Seamus Blackley, chief Xbox technical officer for Microsoft, was equally skeptical of using a game console for non-gaming tasks.
"We talked to about 10,000 people in the U.S. alone and asked them what they want from a console," he said. "None of them, not a one, said they want to do e-mail or Web browsing."
And if anyone should know the market for doing Internet tasks via a TV screen, Blackley said, it should be Microsoft, which runs WebTV.
"What kills me is that we have a whole business devoted to putting Internet content on TV screens," he said. "If there was another business opportunity there, we'd know it."
Besides Internet functions, the beefy hard drives built into the Xbox and to be sold as an add-on for the PlayStation 2 have prompted speculation the devices could be used as digital video recorders, similar to TiVo units. Blackley has openly ridiculed the idea, saying the Xbox hard drive will be plenty busy with gaming tasks. Hirai said the 40GB hard drive that will plug in to the PS2 will fill up quicker than some might expect once users start downloading game content.
"Technically, it's possible," he said of the TiVo idea. "It's not something we've really looked at. But hard disk drives are hard disk drives."
Video recording is at the heart of Nokia's Media Terminal, however. The cell phone giant is resurrecting the "convergence" concept to pitch the multi-function set-top box, which will play DVDs, record TV programs on the built-in hard drive, perform Internet functions from e-mail to streaming media and play games written for the Linux operating system that will power the unit. The device is expected to go on sale this fall in Europe and late this year or early next in the United States.

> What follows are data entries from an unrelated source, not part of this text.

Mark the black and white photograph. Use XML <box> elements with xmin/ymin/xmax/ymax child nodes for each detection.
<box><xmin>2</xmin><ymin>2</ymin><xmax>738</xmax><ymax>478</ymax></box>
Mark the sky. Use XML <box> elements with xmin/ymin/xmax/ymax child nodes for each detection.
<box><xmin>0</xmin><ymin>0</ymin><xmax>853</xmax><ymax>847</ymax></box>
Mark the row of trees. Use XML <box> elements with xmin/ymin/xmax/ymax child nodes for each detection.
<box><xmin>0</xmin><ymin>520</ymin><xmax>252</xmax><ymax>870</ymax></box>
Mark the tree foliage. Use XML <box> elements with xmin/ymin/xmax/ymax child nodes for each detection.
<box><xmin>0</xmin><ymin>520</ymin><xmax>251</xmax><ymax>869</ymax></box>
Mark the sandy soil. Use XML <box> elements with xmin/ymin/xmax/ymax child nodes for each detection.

Nokia is counting on consumers who aren't hardcore gamers or power Internet users to embrace a device that offers multiple functions in one streamlined form, said Romulo Pinheiro, product market manager for Nokia.
"The selling point is really the convergence argument," he said. "Look at all the products you'd have to own to get the functionality we're offering--a DVD player, a video recorder, a game console, a Web appliance. And none of them are integrated; they're not made to work together easily."
The current array of Linux games is fairly slim, but that will change as Windows game developers see more incentive to take on the relatively simple task of porting titles to Linux, Pinheiro said. And the games that emerge are likely to be more family-friendly titles than the shooting and punching games that proliferate on game consoles.
"We believe there's a big market for the casual gamer," Pinheiro said. "We feel we have to have a product that is compelling to the whole family."